It was 1958, and President Eisenhower was presiding over the post-war boom. And illustrator Robert Bright decided to write a gentle children’s book about a charming little ghost named Georgie. Bright had already written stories where George meets a magician and some attic-pilfering robbers. But eventually, he’d end up writing a book about Georgie’s Halloween.
It’s a fun book for Halloween, because Bright uses two colors – orange and black – for each of his illustrations. The first picture shows seven children dressed in costumes – there’s a witch, a pirate, and a clown. A dark black patch signals night behind them, making the costumes seem even more cheerful. And the book opens with a warm moment of appreciation. “Wherever there are children there is Halloween, with pumpkins and funny faces, with tricks and with treats.”
First Bright recaps the basics of his character. (Georgie lives in the attic of Mr. and Mrs. Whitaker, and he’s friends with Herman the cat and an owl named Miss Oliver.) Georgie was shy and stayed hidden – like a ghost should – which gives the story a kind of hushed magic. And of course when Halloween comes around, he doesn’t have to wear a costume, since “he was so especially perfect for Halloween just as he was.”

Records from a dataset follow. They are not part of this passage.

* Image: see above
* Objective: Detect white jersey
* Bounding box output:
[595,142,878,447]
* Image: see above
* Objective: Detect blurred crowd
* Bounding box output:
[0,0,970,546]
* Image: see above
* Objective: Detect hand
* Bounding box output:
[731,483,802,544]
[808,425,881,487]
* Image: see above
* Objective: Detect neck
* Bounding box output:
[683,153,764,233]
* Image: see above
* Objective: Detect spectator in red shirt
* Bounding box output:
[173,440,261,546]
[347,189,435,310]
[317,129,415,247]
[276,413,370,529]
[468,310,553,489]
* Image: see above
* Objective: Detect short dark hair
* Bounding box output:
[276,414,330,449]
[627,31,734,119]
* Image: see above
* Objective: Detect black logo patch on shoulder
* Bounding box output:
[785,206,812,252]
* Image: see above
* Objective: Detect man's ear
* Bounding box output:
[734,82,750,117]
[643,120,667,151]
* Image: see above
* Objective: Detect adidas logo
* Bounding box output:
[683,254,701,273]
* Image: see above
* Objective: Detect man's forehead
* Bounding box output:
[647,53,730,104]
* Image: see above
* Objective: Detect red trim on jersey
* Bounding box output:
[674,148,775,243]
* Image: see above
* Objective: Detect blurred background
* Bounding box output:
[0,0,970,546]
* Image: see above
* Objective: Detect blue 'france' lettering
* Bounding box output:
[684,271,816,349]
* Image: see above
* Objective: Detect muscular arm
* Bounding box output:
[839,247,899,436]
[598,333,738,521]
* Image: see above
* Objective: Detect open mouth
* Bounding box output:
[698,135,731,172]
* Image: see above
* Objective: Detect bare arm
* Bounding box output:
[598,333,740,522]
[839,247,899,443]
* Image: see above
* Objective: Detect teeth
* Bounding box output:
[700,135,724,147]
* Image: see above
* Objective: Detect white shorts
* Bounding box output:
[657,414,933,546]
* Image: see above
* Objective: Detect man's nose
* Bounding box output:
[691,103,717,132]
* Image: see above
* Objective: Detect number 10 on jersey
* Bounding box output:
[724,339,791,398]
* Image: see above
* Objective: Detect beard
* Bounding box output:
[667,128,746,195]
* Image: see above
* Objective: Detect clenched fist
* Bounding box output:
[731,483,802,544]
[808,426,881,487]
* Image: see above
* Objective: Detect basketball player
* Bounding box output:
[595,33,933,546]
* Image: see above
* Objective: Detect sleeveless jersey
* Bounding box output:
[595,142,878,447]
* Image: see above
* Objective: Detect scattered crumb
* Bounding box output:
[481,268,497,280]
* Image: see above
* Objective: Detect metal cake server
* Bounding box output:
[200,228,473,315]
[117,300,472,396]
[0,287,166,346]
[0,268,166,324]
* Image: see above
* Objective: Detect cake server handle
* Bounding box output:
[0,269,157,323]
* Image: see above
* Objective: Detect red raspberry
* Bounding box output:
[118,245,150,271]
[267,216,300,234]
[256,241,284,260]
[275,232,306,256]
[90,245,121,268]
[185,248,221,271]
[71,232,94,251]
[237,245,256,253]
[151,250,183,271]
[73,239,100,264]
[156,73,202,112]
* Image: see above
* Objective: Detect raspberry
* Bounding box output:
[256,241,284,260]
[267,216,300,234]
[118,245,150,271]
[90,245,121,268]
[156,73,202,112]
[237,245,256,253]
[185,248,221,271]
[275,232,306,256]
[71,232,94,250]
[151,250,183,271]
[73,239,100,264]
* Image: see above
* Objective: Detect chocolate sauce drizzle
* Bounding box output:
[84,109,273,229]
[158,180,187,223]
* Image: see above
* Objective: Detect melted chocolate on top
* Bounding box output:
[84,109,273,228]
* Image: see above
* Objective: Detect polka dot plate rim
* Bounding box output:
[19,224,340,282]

His mouse friends in the attic urge him to enter the yearly costume contest – though that doesn’t seem proper to Georgie. Even his owl friend, and Herman the cat, urge him to enter, and there’s a smiling moon, and a grinning pumpkin in his window. But instead, Georgie spies on the town’s party on the green, peeking out from behind a tall tree. Yet in each illustration he creeps closer to the costumed parade…
Bright really outdoes himself with this book’s illustrations. The moonlit house and the nighttime party scene both lend themselves to exciting effects with light and shadows. The white spaces seems to be the gleam of moonlight, and the dark lines turn into stark shadowy highlights. And in a two-page drawing, the light spaces are complemented by the orange of the children’s costumes.
Georgie hides behind a corn stalk, but the cat and the owl urge him on. And when he finally arrives, the children shout “It’s Georgie! It’s GEORGIE!” The happy ghost runs home to tell his mouse friends about his triumph. When he gets home, the mice will present him with their own award for best costume of all.
“And all the way he could still hear the children cheering.”